Dietary components differentially regulate allergic‑inflammation pathways through host‑ and microbiota‑derived metabolites. A diverse range of nutrients—including vitamins A, D, and E; the minerals zinc, iron, and selenium; dietary fiber; fatty acids; and phytochemicals—modulate these pathways through immune‑ and microbiota‑derived mechanisms, thereby influencing allergy outcomes (Zhang & Vanderhoof, 2023). Numerous studies have shown that dietary patterns high in calories and saturated fat and low in dietary fiber—characteristic of the typical Western diet—may increase the risk of allergic diseases, including seasonal allergies, through several mechanisms, such as adverse effects on the gut microbiome. Conversely, Mediterranean dietary patterns rich in plant‑based foods such as fruits, vegetables, and unsaturated fats from olive oil and omega‑3–rich fish have been correlated with a lower risk of seasonal allergies. Gut health and diet are increasingly recognized as important factors influencing allergic‑inflammation pathways and symptom severity. These dietary and microbiome‑related factors contribute to immune regulation and inflammatory balance, which may help modulate the body’s response to seasonal allergens (Salz, 2025).

Quercetin, a flavonol within the polyphenol family, has been studied for its potential to modulate allergic inflammation by stabilizing mast cells and reducing histamine release. Although preclinical findings are promising, the broader clinical evidence remains inconclusive. Quercetin’s absorption from foods is relatively low, but supplemental forms may achieve higher bioavailability and have shown potential, though not definitive, benefits in preliminary studies. Some people consume locally grown honey believing that ingesting small amounts of local pollen will build tolerance and reduce allergy symptoms. However, research shows that honey primarily contains heavy, flower‑derived pollen grains, not the airborne tree, grass, and weed pollens responsible for seasonal allergies. As a result, honey does not provide meaningful exposure to the allergens that trigger allergic rhinitis, and individuals allergic to specific plants may even react to honey produced from those same sources (Breeding, 2017).

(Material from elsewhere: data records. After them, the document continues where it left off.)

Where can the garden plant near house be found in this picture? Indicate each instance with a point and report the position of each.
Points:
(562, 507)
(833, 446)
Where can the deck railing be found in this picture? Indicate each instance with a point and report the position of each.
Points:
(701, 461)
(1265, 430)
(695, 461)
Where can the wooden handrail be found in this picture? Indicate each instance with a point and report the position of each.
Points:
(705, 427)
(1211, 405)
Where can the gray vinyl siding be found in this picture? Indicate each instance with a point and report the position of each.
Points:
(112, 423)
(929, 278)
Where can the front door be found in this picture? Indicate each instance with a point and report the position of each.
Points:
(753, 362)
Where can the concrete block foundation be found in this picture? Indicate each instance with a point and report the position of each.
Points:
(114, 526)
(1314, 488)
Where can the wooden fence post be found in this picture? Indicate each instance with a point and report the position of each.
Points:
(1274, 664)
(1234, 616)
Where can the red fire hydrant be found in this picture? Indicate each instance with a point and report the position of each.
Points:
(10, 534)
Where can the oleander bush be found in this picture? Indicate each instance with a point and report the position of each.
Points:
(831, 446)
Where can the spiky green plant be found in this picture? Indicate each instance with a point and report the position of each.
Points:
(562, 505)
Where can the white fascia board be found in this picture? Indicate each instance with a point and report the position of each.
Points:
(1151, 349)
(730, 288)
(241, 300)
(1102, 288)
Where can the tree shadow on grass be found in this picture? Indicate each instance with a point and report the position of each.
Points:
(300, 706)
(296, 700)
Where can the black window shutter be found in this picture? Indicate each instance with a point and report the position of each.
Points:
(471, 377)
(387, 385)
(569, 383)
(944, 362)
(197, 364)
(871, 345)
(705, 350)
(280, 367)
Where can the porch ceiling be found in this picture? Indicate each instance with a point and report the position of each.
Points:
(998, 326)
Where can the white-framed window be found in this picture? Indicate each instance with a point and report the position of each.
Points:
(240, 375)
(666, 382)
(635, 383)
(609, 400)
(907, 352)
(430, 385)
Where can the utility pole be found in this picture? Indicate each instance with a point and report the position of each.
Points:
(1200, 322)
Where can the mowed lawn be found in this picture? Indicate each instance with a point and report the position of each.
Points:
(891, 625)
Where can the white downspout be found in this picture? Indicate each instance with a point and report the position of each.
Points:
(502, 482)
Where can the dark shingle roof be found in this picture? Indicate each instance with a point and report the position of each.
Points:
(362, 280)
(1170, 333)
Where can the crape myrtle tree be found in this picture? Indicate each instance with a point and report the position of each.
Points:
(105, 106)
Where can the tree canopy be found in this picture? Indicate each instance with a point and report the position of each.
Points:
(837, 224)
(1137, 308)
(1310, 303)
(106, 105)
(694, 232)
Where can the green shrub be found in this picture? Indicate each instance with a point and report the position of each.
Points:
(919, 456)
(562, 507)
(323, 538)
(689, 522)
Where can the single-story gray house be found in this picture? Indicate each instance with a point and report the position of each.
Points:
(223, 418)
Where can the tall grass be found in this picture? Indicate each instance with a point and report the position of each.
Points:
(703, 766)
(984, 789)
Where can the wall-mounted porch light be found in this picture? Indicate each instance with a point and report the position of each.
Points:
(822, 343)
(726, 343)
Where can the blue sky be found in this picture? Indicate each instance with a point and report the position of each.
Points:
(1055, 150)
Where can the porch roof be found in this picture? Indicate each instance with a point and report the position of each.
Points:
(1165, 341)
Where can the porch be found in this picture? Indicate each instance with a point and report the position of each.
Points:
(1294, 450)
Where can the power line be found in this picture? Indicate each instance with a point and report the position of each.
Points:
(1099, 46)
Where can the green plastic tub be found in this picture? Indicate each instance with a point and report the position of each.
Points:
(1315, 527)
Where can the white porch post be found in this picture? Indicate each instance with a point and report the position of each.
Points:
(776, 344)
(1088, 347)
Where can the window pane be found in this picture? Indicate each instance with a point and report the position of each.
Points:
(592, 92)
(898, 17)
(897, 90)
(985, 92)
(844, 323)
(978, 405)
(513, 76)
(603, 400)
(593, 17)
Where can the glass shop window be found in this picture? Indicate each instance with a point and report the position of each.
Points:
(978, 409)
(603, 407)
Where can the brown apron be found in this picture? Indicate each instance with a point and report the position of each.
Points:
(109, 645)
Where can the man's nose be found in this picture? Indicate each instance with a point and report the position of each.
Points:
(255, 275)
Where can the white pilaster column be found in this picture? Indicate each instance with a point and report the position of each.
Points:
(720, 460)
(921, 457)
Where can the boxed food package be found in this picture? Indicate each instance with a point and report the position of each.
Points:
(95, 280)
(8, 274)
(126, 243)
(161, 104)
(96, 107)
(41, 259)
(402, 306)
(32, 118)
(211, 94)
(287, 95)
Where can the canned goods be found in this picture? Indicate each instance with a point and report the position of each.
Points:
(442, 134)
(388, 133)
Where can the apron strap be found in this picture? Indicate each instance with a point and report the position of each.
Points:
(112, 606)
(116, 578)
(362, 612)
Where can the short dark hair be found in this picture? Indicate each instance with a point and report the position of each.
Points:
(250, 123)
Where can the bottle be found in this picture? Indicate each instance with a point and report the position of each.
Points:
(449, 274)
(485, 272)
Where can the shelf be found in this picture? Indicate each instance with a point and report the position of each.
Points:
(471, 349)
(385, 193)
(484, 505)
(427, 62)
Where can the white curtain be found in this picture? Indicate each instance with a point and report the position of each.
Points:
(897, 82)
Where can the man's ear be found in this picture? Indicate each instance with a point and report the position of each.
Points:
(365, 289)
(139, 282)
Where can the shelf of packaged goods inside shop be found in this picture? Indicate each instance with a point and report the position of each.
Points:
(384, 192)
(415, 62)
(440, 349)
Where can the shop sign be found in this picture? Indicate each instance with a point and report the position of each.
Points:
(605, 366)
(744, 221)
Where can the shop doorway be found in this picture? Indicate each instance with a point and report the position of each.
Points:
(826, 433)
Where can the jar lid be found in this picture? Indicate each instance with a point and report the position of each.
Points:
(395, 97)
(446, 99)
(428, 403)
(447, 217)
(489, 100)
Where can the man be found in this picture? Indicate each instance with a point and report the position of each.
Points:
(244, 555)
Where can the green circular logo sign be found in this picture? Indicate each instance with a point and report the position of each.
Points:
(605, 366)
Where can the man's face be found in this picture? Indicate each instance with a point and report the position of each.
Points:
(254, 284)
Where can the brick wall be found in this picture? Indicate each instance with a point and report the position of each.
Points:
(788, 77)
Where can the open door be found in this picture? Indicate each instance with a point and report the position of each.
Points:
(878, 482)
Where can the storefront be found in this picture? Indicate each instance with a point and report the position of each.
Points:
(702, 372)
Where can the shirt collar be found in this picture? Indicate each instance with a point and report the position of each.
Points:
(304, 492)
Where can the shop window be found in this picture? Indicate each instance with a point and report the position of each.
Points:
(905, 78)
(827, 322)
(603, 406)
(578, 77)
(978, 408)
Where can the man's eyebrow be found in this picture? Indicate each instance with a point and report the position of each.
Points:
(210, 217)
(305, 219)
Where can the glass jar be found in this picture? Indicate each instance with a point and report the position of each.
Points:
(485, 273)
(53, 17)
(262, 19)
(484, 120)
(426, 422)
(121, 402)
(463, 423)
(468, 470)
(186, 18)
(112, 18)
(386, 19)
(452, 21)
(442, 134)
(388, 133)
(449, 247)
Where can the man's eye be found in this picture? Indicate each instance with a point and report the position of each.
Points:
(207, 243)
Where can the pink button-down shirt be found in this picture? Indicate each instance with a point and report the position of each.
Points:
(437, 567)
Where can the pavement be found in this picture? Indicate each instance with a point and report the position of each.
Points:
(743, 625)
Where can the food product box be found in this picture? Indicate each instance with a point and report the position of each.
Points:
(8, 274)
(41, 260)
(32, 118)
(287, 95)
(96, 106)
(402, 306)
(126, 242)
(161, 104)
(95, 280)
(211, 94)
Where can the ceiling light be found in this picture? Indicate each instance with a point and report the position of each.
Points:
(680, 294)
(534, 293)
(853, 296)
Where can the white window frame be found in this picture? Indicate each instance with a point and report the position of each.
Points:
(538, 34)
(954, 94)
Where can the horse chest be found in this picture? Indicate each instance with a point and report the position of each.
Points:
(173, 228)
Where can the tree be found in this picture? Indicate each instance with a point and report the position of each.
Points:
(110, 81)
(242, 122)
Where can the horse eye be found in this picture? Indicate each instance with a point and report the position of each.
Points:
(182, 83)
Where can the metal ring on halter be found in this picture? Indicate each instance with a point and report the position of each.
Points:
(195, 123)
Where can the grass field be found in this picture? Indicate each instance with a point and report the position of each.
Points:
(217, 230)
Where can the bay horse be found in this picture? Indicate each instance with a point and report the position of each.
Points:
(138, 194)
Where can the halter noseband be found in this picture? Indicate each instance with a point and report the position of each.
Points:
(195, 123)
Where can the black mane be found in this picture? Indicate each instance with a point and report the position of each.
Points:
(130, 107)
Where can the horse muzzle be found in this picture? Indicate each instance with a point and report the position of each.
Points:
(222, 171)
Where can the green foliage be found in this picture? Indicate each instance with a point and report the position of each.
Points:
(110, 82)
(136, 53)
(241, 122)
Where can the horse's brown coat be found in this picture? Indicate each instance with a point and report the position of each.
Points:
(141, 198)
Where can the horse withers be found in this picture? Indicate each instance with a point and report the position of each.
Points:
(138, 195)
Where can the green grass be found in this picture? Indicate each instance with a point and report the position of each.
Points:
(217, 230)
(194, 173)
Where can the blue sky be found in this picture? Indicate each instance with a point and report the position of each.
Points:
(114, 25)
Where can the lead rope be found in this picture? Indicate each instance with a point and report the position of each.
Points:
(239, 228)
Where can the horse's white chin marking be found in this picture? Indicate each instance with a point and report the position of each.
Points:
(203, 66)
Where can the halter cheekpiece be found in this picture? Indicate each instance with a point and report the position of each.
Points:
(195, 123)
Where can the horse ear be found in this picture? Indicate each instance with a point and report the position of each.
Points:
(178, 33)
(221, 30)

Diet and nutrition influence immune and inflammatory pathways that contribute to the severity of allergic symptoms. Numerous micronutrients—including vitamins A, D, and E; B vitamins; and the minerals zinc, selenium, iron, copper, and magnesium—serve as cofactors in immune‑cell development, epithelial‑barrier maintenance, and antioxidant defense. Dietary fiber, flavonoids, and omega‑3 fatty acids promote the production of short‑chain fatty acids such as butyrate, which support intestinal epithelial integrity and exert anti‑inflammatory effects. Collectively, these dietary components contribute to immune regulation and may help modulate the body’s response to seasonal allergens (Salz, 2025).